悩み、迷うという「人間のみずみずしい感性」を受け入れ、寄り添う

新しいテクノロジーが教育に大きな変化をもたらし始めています。私たち教員はその中で新たな価値を創造しなければなりません。

新たな価値の誕生は、ときに今ある価値の陳腐化を伴う事があるため、そこに、人は本能的に抵抗感を感じるものです。そしてそれは、慎重に未来を見極めるという意味で当然の姿勢です。

新しいものとどのように関わっていくべきか。有史以来、私たち人間は常に迷い、悩んできました。

人がモノやコトとの関わり方を考えるとき、私たちの意思決定の基準となるのは価値です。そして、その価値を生み出しているのは人間の「感性」に他なりません。

今、AIの対義語として「人間のみずみずしい感性」という言葉をよく耳にします。

ICTという新しい技術に対して、先生方が人間ならではのみずみずしい感性を働かせて初めて、「教育」という歴史ある営みの中にあるICTの価値といものが創造されるのではないでしょうか。

そうしたことを考えると、ICT活用を推進する側の姿勢として、「時代が変わったのだから受け入れましょう」というのは適切と言えません。これでは、先生方に「受け入れる」か「拒絶する」という客体としての反応しか生み出さないことは明らかです。

そのような抵抗感を生むだけの進め方、姿勢ではなく「悩んで迷って当然。今はまだそういう段階です」と先生方の悩み、迷いに寄り添い、受け入れながら推進していく姿勢こそ大切なのではないでしょうか。

「主体的・対話的の深い学びの実現」とICT活用を結びつける

では、ICT活用推進に向けた「正しい悩み方」とは何でしょうか。私たちは、それを、答えを常に「学び方の本質」に問い続けることであると考えています。その結果として、教育の質的向上にICT活用を結びつけることだと考えています。

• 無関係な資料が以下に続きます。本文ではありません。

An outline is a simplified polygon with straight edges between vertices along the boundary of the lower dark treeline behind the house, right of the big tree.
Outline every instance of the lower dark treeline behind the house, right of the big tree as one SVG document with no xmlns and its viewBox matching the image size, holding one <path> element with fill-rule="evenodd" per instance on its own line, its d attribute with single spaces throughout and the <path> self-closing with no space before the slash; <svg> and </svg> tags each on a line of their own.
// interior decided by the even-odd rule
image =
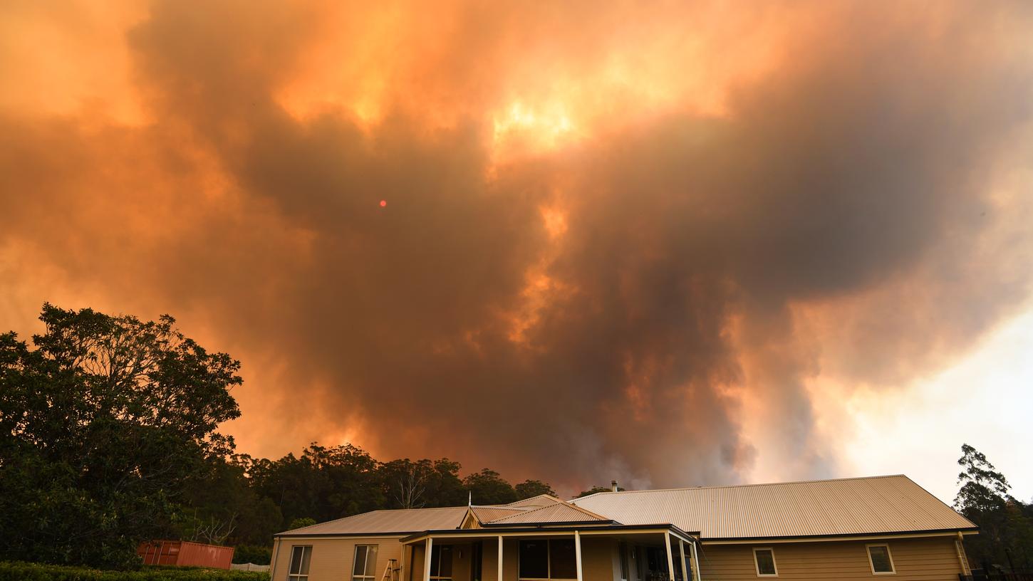
<svg viewBox="0 0 1033 581">
<path fill-rule="evenodd" d="M 377 509 L 512 503 L 556 494 L 538 480 L 512 485 L 483 469 L 461 476 L 448 458 L 378 461 L 350 444 L 313 443 L 278 460 L 232 455 L 212 460 L 183 496 L 185 539 L 215 544 L 272 544 L 274 532 Z"/>
</svg>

折しも新学習指導要領は、学習内容だけでなく「学び方」に触れた部分において画期的であると言われています。つまり、新学習指導要領がめざす「主体的・対話的の深い学びの実現」とICT活用を結びつけて考えることが、正しい悩み方、考えるべき方向性の1つだと思います。

ICT活用のメリットに着目し、授業づくりに生かす

当市では「修正や再編集の容易さ」「時間と空間の超越」「視覚化、焦点化、共有化」といったICT活用のメリットに着目して授業づくりに生かすことで、「主体的・対話的で深い学び」の実現にむけた授業改善を進めています。例えば算数の授業で、これまで紙で作成していた教材を、『SKYMENU Class』の[発表ノート]で作成。何度でもやり直せるので、考えることに対するハードルが下がり、子どもたちがより主体的に学習課題に取り組めるようなりました。また、1人ひとりの考えを視覚的に共有できるので、友だちの考えをもとに解決する、友だちとの対話を通じて学びを深めるといった取り組みがさまざまな教科で行われています。

今後、ICT環境の充実を図るという自治体、学校はたくさんあると思います。ぜひ当市の取り組みを参考にしていただき、「授業づくりという教育の本質を見つめる日常の繰り返しの中で、私たち教員がみずみずしい感性を働かせていく、そのこと自体が新しい価値を創造する」という認識の上に立ち、活用を広げていただくことを願っています。